Wednesday, June 2, 2010

Sky Watching in June

Physorg has provided a sky watcher's guide for June.

If you have a telescope or even binoculars of appropriate strength, there are a few astonishing sights waiting for you in the night sky... incidentally, all discovered by Galileo Galilei in the 1600s. Be sure to check out:

1. The moons of Jupiter - called the Galilean satellites (after their discoverer), the four big moons of Jupiter are visible with a telescope or some binoculars.
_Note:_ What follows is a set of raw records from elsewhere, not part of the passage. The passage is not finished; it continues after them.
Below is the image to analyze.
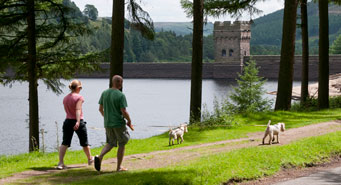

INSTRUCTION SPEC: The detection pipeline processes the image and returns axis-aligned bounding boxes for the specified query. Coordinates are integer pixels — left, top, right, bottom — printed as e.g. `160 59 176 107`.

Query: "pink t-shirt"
63 93 84 119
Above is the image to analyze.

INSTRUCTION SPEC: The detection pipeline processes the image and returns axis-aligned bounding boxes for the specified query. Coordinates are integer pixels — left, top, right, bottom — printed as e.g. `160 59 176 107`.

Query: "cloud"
73 0 284 22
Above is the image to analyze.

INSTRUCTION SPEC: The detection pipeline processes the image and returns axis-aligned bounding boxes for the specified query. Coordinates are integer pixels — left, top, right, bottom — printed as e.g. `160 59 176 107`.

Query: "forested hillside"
72 0 341 62
251 2 341 55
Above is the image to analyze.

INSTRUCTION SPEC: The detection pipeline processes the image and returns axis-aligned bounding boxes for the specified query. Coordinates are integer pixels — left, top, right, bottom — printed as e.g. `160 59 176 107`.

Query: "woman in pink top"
57 80 94 170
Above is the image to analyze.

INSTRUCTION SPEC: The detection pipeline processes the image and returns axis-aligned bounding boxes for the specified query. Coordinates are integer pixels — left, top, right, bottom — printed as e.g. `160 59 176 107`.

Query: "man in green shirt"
95 75 134 171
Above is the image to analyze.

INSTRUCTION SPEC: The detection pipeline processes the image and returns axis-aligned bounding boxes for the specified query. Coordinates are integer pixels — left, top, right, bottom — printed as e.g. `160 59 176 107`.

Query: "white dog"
169 124 188 146
263 120 285 145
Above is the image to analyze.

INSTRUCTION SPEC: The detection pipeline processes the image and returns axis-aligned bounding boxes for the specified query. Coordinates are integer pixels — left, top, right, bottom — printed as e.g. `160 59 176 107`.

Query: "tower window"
229 49 233 57
221 49 226 57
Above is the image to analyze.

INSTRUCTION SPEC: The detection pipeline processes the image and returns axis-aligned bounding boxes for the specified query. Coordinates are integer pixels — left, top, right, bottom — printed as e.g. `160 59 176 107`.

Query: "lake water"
0 79 288 155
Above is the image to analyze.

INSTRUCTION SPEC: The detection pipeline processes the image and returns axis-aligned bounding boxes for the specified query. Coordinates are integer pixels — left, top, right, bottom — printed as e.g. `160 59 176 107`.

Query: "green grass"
0 109 341 178
23 132 341 185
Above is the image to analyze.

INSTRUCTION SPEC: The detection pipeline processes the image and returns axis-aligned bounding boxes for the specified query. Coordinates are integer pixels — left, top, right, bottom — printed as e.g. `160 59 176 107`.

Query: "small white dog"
263 120 285 145
169 124 188 146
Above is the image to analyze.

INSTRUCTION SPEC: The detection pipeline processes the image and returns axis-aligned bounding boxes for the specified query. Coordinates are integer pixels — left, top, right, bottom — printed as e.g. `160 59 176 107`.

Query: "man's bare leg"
117 145 126 171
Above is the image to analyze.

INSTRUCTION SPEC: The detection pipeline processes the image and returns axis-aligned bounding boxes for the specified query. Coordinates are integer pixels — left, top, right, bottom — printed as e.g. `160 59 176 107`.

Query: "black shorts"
62 119 89 147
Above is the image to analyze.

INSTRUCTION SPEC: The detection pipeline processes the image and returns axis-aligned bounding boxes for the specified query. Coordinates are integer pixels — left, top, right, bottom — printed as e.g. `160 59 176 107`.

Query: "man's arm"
73 100 83 130
121 108 134 131
98 104 104 117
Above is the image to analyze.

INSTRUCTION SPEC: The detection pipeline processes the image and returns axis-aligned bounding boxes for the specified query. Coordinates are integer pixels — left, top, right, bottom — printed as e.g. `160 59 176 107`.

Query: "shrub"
291 96 341 112
228 60 272 113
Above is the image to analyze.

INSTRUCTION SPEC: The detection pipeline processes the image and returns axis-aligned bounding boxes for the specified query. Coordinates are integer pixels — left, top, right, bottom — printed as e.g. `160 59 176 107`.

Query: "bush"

It will look something like the picture to the right.

2. The rings of Saturn - may be hard to see with binoculars, but most telescopes (20x magnification or better) will be able to resolve the rings. (A reader points out that the rings are very difficult to see at present, since they are currently titled only 1.7° from our perspective).

3. The mountains on the Moon - look around the edges if it's a full moon, since that's where the mountains are rising perpendicular to your point of view, and where the Sun casts the longest shadows.

Of course, these images won't be as brilliant as the photographs from Hubble or robotic missions to the planets. But there's something awesome about receiving the light from these objects in real time. There's nothing between you and the planets except the vast emptiness of space. And if your telescope is set up on a tripod, you'll see that the Moon and the planets will move out of your field of view very quickly, as a result of the Earth's rotation.


  1. I love everything about this blog,I'm facinated by the stars, outer space, I'm totally in to it.

    Thank you for this post.

  2. Nice blog!
    Saturn's rings may be a bit difficult to see right now as they are only open a couple of degrees. By the end of the year it should be better for they open to about 10 degrees.
    The best time to see features on the Moon is as it is waxing or waning; the terminator casts shadows that enhance height and depth.

  3. You're absolutely right! Thanks for keeping me straight.